De acuerdo con la FMBA, el medicamento oncológico actúa directamente sobre las metástasis óseas, lo que permite disminuir el dolor y mejorar la calidad de vida de los pacientes. Este enfoque resulta especialmente importante para personas que ya han pasado por otros tratamientos más agresivos, como quimioterapia o radioterapia convencional, con resultados limitados.
Las autoridades médicas subrayan que este fármaco contra el cáncer no solo representa una nueva opción terapéutica, sino también una alternativa más precisa. La radiación del radio-223 tiene un alcance corto, lo que reduce efectos secundarios y permite un manejo más controlado de la enfermedad en etapas complejas.
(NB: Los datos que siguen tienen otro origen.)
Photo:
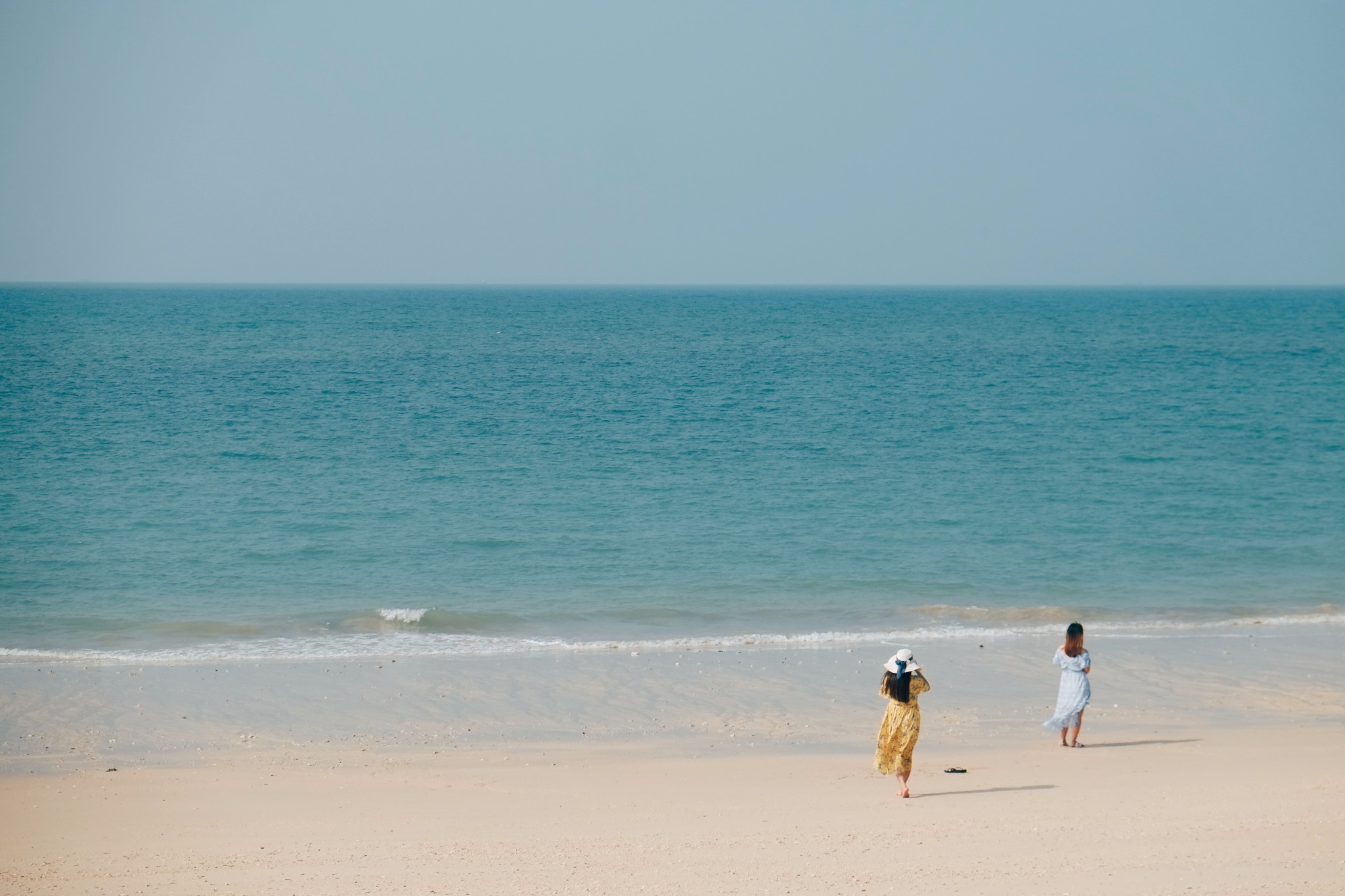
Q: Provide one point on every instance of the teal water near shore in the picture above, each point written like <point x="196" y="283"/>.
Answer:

La introducción de este medicamento contra el cáncer es considerada un hito para el sector de radiofármacos en Rusia. La FMBA señaló que este avance fortalece la soberanía tecnológica del sistema sanitario, al reducir la dependencia de tratamientos importados y fomentar el desarrollo interno de soluciones médicas de alta especialización.

Desde una visión crítica y constructiva, especialistas destacan que el reto ahora será garantizar el acceso equitativo a este tratamiento oncológico en todo el país. La producción, distribución y capacitación médica serán claves para que el impacto positivo del fármaco no se limite solo a grandes centros urbanos.
En paralelo, Rusia también avanza en el desarrollo de vacunas basadas en ARNm como terapia contra el cáncer. El director del Centro Gamaleya, Alexánder Guíntsburg, informó que ya se produjeron las primeras series de prueba de estas vacunas, enfocadas inicialmente en tipos específicos como el melanoma.